15 Dec 2016

Hopper raises about $50 million more, as it now sells $1 million a day in plane tickets

For years the conventional wisdom has been that people won’t research and buy a complex product like airfare on smartphones. But that assumption may no longer be true.

Hopper, the airfare prediction app, says it is now processing $1 million in flights a day.

That’s a rapid rise for the mobile-only company, based in Montréal and Cambridge, Mass., given that it only started selling flights in September 2015.

Airlines compensate Hopper for sales. Since January 2016, the startup’s sales and revenue volume grew about 2,300%, it says.

That gives context to the news on Thursday that the company has raised about $82 million (CAN) of equity financing in a Series C round. That total includes a convertible note worth about $16 million (CAN) that was publicized earlier this year and that has now has converted to equity. Tnooz is estimating this at about $50 million (USD) in fresh funding.

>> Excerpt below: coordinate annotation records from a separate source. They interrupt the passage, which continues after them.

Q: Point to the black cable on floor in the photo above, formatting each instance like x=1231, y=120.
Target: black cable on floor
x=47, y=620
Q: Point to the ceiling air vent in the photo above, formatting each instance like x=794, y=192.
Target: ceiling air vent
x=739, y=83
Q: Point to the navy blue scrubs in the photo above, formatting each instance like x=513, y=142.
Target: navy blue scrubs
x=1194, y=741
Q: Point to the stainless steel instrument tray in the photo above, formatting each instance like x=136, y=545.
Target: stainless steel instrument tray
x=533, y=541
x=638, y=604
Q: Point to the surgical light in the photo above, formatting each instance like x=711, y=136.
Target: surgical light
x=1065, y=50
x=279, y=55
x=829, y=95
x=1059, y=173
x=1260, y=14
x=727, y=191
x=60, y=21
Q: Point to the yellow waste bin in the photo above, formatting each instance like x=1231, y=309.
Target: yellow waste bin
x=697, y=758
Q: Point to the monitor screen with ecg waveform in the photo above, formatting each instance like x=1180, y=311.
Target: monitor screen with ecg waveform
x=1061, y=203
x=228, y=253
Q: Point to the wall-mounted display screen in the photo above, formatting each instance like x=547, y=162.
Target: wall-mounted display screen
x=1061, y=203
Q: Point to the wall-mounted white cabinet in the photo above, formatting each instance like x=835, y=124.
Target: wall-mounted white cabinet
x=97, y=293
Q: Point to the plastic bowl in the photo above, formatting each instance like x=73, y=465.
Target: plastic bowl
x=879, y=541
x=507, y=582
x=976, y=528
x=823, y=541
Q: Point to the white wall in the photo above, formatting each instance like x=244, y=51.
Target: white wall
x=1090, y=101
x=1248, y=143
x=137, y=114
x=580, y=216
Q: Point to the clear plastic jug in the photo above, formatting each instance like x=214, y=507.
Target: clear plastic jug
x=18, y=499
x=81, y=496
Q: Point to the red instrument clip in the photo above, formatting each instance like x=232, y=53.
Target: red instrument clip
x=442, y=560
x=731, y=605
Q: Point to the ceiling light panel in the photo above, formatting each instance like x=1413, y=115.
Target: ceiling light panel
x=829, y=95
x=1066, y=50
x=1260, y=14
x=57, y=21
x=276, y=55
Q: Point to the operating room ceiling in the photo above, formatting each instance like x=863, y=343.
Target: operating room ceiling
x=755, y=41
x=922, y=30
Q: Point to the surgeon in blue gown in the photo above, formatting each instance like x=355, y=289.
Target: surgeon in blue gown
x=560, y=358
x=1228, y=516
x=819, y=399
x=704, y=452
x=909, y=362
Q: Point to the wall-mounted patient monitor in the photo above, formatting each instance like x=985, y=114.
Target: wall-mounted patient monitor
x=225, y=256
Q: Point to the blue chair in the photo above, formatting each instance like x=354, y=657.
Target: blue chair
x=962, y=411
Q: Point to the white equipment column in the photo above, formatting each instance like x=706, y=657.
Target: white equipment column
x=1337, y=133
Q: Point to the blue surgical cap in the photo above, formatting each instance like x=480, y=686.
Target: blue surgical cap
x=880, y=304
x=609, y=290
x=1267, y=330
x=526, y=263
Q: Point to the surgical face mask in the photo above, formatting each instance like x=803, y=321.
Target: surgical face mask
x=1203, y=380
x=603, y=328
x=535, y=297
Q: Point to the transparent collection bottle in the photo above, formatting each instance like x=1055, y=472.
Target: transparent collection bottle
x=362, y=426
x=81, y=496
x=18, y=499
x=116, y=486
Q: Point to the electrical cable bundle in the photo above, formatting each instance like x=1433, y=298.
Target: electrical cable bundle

The investment round is led by Caisse de dépôt et placement du Québec (CDPQ), a pension fund manager. Also participating are existing investors Accomplice, BDC Capital IT Venture Fund, Brightspark Ventures, Investissement Québec, and OMERS.

Hopper is a mobile-only company that offers predictions on plane ticket prices on itineraries worldwide up to a year ahead of departure. The app recommends if a customer should book now or wait, and says that more than half of its recommendations to customers are to wait.

Are the kind of customers attracted by such an offer low-yield, discount-seeking leisure customers? Not so, co-founder Fred Lalonde tells Tnooz.* He says 56% of his company’s sales in the past year have been for international travel, meaning into the US or out of the US and that the average ticket price has been $1,700.

Lalonde says his surveys find that 52% of his customers are millennials, a group that’s much-coveted by brands, and that a majority are university-educated.

hopper

Lalonde’s two goals with the funding are to triple his staff — including a doubling of his engineering team — within the next year and to open licensed travel agencies in 20 of its largest markets by April 2017.

He says about one in four of the tickets it has been selling has been for travel not involving a US origin or destination. But the company is only registered as a ticket agent in the US and Canada which means it can only price tickets in those countries’ currencies.

Having a presence in local markets will enable it to better serve its customers elsewhere, including Australia, Argentina, Colombia, India, Japan and the Philippines.

“Even the big guys with large public companies built their global expansion by acquisition. We’re having sensational word-of-mouth across the globe at an unheard-of speed.”

Hopper is sending more than 20 million push notifications a month to Apple and Android device users, and it says that 90% of its sales “come directly from push notifications.”

But are push notifications something that has a temporary novelty factor that will lose its conversion power as other travel apps rev up their own volume of notifications? Lalonde says no.

“Sending a push notification isn’t a product or a strategy, it’s just a tool. Depending on cohort, up to 80% of our users turn on notifications, where the other travel guys get only maybe 15%….

“That’s because our notifications are effectively a conversation. On average, our users begin watching fares 92 days before departure. We will offer alternative destinations that are affordable and see very high conversion rates with those.”

The airfare predictor’s total funding to date to $78 million (USD).

Google just named Hopper the best Android travel app of 2016. The company’s mobile app for Apple and Android devices is downloaded about a million times a month on average, the company says.

It is the most downloaded app in 37 countries and lags only behind TripAdvisor overall in downloads worldwide, on average, according to benchmarking service AppAnnie.

Other future potential business products is to offer airlines insight into traveler search intent. The company estimates that in the past year about about $7.4 billion of ticket-buying intent was tracked through Hopper by about 10 million users.

That equates to about 1.5% of the roughly $500 billion of global air sold last year, Lalonde says.

* Disclosure: Hopper CEO Fred Lalonde is also Chairman of Tnooz.

NB: Image of co-founders Joost Ouwerkerk & Frederic Lalonde (right) courtesy of Hopper.